Shipping - Article | 4-min. read

Adapt Your Logistics Process for Consumer Personalization

We live in a consumer-driven era of personalization and customization. Shoppers are no longer satisfied with products and messaging being delivered the same way for every person. In one study of U.S. internet users, 90% of respondents said messages from companies that are not personally relevant to them are annoying, and 44% of respondents said they were willing to switch to brands that better personalize marketing communications.1

These preferences are changing the logistics landscape for shippers. In order to survive now and in the future, businesses must have adaptable models built on customer data and communication systems.

Read on to learn more about the seamless experience customers crave and the tips that can lead you to success in a market that’s no longer one-size-fits-all.

The Customer-Driven Ecosystem

Personalization and customization go beyond monograms. Customers want businesses to anticipate their needs and create a smooth and rewarding experience.

Here’s an example: A shopper adds something to her digital cart on a store’s website but doesn’t complete the purchase. Using retargeted direct mail, the abandonment triggers a personalized direct mailpiece to be sent out, highlighting the item that was in her cart and offering her free shipping. The mailpiece arrives within 48 hours and the shopper then completes her purchase using the unique discount code. Her order is processed and shipped from a nearby location, arriving at her door as quickly as possible.

For customers, this type of tailored experience can feel magical.
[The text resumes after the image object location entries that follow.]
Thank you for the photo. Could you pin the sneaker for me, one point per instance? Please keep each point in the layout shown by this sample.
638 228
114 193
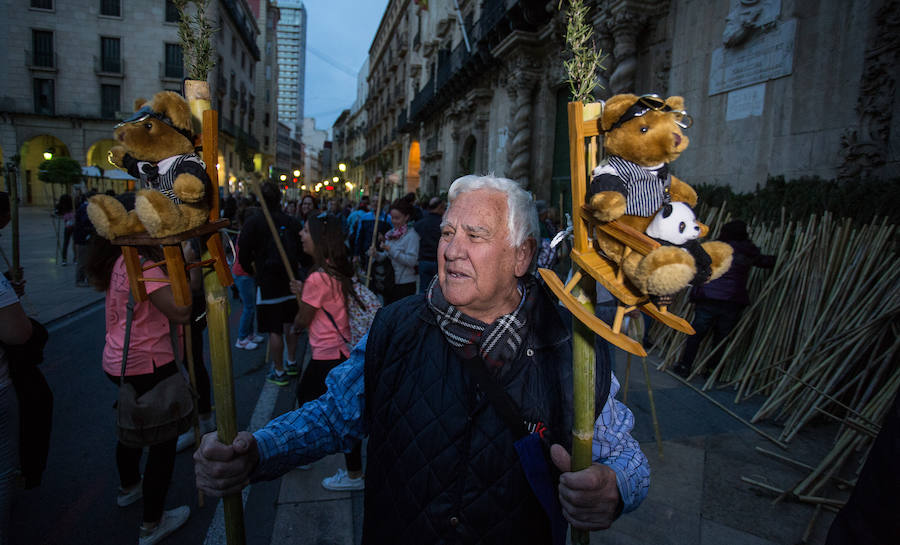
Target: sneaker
124 499
171 520
342 481
276 378
246 344
186 439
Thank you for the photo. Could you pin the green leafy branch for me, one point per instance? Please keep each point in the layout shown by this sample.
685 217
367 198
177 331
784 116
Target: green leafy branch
586 59
195 33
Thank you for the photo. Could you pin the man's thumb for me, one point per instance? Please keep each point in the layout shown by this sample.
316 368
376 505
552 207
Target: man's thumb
561 458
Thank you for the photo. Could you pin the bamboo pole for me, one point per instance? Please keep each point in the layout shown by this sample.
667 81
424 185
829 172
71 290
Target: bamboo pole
217 313
189 357
584 368
374 242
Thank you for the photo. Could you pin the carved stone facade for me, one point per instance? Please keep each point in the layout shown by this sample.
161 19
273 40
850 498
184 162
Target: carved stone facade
801 90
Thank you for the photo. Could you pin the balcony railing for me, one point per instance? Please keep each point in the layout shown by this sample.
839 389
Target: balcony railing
41 60
109 66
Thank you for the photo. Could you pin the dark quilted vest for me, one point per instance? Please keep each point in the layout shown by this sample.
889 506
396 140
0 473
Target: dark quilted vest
441 464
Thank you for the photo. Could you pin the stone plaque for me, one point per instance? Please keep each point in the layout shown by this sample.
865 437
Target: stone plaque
764 57
746 102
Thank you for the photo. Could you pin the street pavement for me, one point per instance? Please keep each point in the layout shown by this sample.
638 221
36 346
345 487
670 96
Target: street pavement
696 495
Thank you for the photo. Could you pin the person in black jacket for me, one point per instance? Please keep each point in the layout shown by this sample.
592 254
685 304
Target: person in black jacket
429 229
465 394
720 303
276 306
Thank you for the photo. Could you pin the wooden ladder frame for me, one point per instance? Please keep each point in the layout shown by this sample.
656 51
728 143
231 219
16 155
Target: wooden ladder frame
174 257
584 150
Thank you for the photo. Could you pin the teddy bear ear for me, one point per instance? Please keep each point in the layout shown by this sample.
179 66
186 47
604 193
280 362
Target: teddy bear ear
615 107
173 106
675 102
But it only works if the business providing it has a flexible network that is rich in data and uses clear communication to maximize the efficiency of the supply chain.

Here are three tips for adapting your shipping and logistics processes to better capture your target audience:

  1. 1

    Focus on your customers

    The first step toward updating your processes is understanding who your customers are. Study the data they have provided you, from demographic basics to shopping habits. Do your older customers prefer ordering online and picking up in-store? Are your male customers more influenced by promotions on social media?
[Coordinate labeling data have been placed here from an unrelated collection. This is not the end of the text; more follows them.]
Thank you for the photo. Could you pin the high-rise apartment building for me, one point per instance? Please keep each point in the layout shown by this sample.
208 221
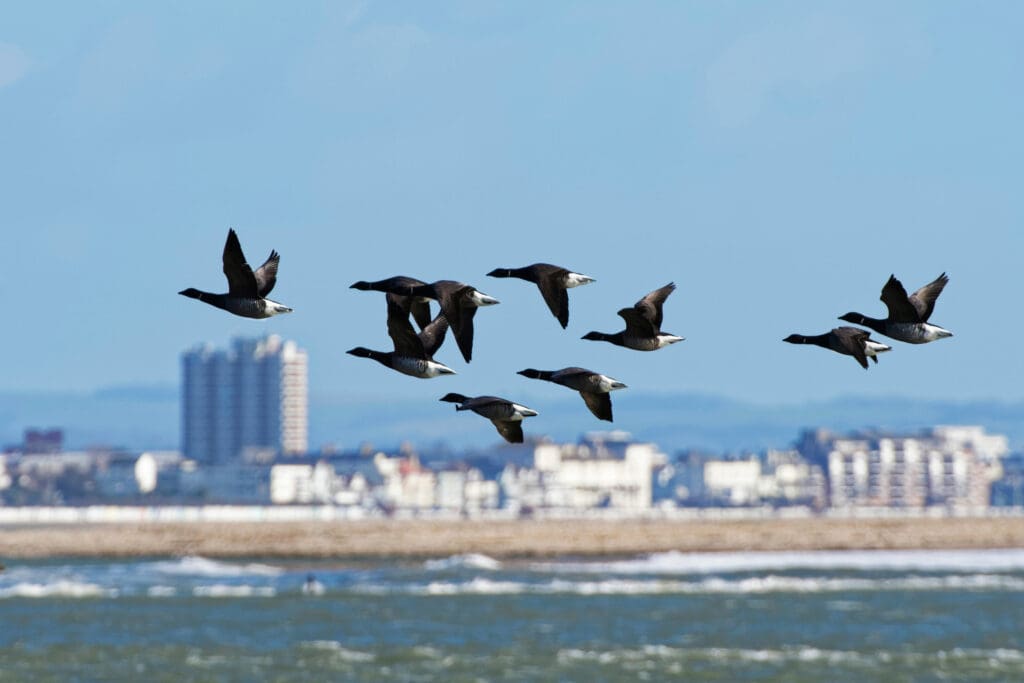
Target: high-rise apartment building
251 396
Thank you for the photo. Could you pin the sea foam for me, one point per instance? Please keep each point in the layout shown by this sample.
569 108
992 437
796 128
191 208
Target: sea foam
894 560
195 565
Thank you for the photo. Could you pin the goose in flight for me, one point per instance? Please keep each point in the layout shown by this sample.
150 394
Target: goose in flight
848 341
247 290
594 387
459 303
552 281
413 352
397 289
643 325
908 315
506 416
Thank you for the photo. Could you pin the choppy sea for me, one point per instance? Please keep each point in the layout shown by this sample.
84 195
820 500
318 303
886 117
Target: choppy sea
834 616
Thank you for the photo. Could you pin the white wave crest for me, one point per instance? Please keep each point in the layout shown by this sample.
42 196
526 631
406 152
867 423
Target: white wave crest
338 650
467 560
805 654
62 588
195 565
226 591
750 586
894 560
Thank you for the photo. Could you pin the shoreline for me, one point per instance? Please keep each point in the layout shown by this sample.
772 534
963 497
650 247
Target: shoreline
503 540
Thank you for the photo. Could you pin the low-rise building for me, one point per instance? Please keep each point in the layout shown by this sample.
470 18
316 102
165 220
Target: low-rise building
949 466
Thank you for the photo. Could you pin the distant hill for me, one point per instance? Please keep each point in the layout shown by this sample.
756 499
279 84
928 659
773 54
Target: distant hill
148 417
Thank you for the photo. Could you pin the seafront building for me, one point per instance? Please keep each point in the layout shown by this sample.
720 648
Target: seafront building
954 468
946 466
251 396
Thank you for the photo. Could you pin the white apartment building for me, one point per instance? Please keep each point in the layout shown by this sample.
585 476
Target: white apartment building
605 470
251 396
952 466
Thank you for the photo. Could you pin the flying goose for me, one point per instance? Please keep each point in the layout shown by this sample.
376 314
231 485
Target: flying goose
643 324
506 416
594 387
552 281
397 290
246 290
413 352
908 315
849 341
459 303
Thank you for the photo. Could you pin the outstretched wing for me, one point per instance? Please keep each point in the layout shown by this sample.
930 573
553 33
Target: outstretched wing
650 305
555 295
432 336
924 299
409 304
900 308
241 281
853 340
599 403
407 343
266 274
637 325
512 431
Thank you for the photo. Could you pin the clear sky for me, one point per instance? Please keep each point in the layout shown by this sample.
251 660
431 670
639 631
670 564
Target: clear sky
777 161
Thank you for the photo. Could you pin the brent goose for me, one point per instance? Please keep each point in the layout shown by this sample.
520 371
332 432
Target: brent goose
397 289
643 324
459 303
413 352
594 387
506 416
907 314
849 341
246 290
552 281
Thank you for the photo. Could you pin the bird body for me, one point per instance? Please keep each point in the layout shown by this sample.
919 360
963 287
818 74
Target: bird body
594 387
459 303
505 415
552 281
643 325
397 290
845 340
247 289
907 319
413 352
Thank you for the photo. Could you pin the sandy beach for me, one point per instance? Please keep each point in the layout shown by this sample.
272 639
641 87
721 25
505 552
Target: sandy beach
418 539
    Starting with this data, you should be able to redefine your goals as a supplier. Maybe you’ll use this data to home in on customer satisfaction and build up your customer base instead of focusing solely on product sales. With a strong grasp of who your customers are, you can begin to see the path toward end-to-end visibility in your supply chain.

  2. 2

    Build an integrated network

    Many businesses see their platforms and tools as independent structures. While it’s true that a customer relationship management (CRM) tool doesn’t necessarily need to connect with a warehouse inventory system, both of those tools interact with customer data.

    A CRM tool tracks how and when a customer buys something from your business. When an item is bought, the warehouse inventory system makes a note to replenish that item. Letting these two systems—among many others—“talk” to each other can greatly reduce downtime. This can help your shipping business run much more efficiently.
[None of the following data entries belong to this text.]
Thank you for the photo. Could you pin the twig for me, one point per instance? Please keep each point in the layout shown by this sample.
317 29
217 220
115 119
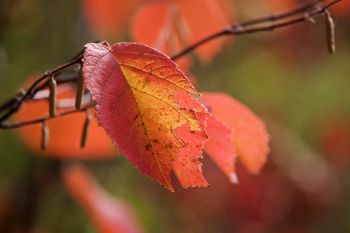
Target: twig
246 26
296 15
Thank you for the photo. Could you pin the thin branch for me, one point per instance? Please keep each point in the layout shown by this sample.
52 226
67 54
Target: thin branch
299 14
246 27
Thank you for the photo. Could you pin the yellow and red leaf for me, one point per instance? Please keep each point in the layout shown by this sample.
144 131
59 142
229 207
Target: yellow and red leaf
149 109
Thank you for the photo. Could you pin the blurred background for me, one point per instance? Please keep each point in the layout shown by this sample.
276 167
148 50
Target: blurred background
287 77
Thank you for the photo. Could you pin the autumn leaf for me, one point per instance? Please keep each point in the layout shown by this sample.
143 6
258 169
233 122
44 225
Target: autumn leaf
107 18
171 25
107 213
149 109
249 135
64 132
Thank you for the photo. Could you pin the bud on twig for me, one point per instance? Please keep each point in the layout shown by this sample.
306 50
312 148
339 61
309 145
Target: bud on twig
44 135
330 32
85 129
80 90
52 96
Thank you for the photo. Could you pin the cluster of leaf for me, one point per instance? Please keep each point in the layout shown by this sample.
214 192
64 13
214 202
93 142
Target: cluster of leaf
147 105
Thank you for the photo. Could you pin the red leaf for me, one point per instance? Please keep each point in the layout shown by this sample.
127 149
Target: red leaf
248 131
170 25
108 214
145 104
220 147
107 18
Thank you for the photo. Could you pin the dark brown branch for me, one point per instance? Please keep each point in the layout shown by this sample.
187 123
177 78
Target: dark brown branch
246 27
39 120
296 15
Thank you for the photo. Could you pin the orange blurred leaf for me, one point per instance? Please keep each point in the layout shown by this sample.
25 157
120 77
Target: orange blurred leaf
108 18
108 214
248 132
170 25
147 106
220 147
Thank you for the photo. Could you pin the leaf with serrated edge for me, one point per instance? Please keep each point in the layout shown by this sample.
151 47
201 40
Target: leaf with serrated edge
147 106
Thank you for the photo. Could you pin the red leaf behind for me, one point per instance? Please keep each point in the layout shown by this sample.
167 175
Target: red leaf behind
108 214
248 131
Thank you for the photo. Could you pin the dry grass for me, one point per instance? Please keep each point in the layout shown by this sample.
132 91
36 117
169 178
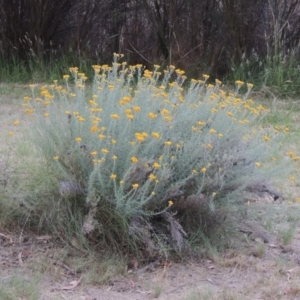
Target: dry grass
250 270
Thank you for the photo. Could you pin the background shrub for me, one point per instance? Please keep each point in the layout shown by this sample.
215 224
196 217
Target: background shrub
151 166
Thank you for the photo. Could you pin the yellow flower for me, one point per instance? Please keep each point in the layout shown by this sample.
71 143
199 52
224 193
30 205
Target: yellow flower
130 116
94 128
114 116
152 177
81 119
141 136
136 108
266 138
152 115
135 186
156 165
165 112
29 111
156 135
168 118
239 82
134 159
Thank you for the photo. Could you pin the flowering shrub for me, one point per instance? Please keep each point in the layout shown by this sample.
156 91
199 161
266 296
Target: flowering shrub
154 162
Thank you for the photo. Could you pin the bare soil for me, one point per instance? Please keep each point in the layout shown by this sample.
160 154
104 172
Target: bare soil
256 270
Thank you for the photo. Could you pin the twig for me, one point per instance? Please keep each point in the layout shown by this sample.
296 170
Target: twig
64 266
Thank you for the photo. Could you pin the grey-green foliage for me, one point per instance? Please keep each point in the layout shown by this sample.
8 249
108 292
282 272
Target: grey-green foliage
155 162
    In the same vein, it’s also important that the different people within your business talk to one another. To encourage collaboration and sharing of ideas, facilitate regular communication between your marketing department and shipping and logistics department. Connecting them can help bring about creative solutions for optimizing systems communication.

  3. 3

    Strengthen your supply chain

    As you gather more data on your customers and allow your systems to communicate with each other, you’ll begin to see efficiency gaps in your supply chain. For example, if you notice that many of your orders are coming from a location far from the nearest distribution center, you may be able to find a more sustainable solution, such as shipping from a local store or adding a new fulfillment center closer to that area.

    If your business expands internationally, you can also streamline supply chain processes by partnering with global suppliers. Sending orders through an outsourced fulfillment center closer to your global destinations can provide both time and cost savings.

Key Takeaways

Using valuable data and systems communications, you can adapt your current shipping and logistics process to curate a better direct-to-consumer experience.

Take the time to learn who your customers are and what keeps them coming back to your business. Then, integrate your systems for better internal communications and reform your supply chain. Small changes along the way will help you emerge as a top player in today’s consumer-driven landscape.

1“The Power of Personalization – Leveraging data to better engage your audiences,” Infogroup, 2019, as cited in “Attitudes Toward Personalization Among US Internet Users, Jan 2019 (% of respondents),” eMarketer, May 22, 2019.